网页抓取英格兰曲棍球 Python BeautifulSoup
我试图通过 BeautifulSoup 获取此链接中找到的表格: https://gms.englandhockey.co.uk/fixtures-and-results/competitions.php?comp=4154007
这是一个英格兰曲棍球网站,基本上我想下载表格并将其放入 DataFrame 中,并最终获得赛程表。
每当我尝试找到正确的 div
或 table
时,它都会返回 None
。
这是我尝试过的:
url = "https://gms.englandhockey.co.uk/fixtures-and-results/club.php?id=Royal%20Holloway%20HC&prev=4153800"
page = requests.get(url)
soup = BeautifulSoup(page.text, "html.parser")
我尝试查找表所在的 div
,但它返回 None
。
bread_crumbs = soup.find("div", class_="container")
print(bread_crumbs
我再次尝试查找表
,但它返回None
。
bread_crumbs = soup.find("table")
print(bread_crumbs)
如果有人能建议一种访问该表的方法,我将不胜感激! Selenium 可能会更好,但我还没有使用过 Selenium,所以我不确定它会如何开始。

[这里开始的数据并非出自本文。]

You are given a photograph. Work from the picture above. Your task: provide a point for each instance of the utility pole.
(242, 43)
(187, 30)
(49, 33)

正如您从链接中看到的,这是一个 php 网站,那么这可能是部分原因吗?
I am trying to BeautifulSoup to get the table found in this link: https://gms.englandhockey.co.uk/fixtures-and-results/competitions.php?comp=4154007
It's an England Hockey website and basically I want to download the table and put it in a DataFrame, and also eventually get the fixtures as well.
Whenever I try and find the right div
or table
, it returns None
.
Here's what I have tried:
url = "https://gms.englandhockey.co.uk/fixtures-and-results/club.php?id=Royal%20Holloway%20HC&prev=4153800"
page = requests.get(url)
soup = BeautifulSoup(page.text, "html.parser")
I have tried to find the div
the table is within, but it returns None
.
bread_crumbs = soup.find("div", class_="container")
print(bread_crumbs
Again, I try to find the table
but it returns None
.
bread_crumbs = soup.find("table")
print(bread_crumbs)
If anyone can suggest a way to access the table, I would be grateful! It might be that Selenium would be better for this, but I haven't used Selenium yet so I am not sure how it would start.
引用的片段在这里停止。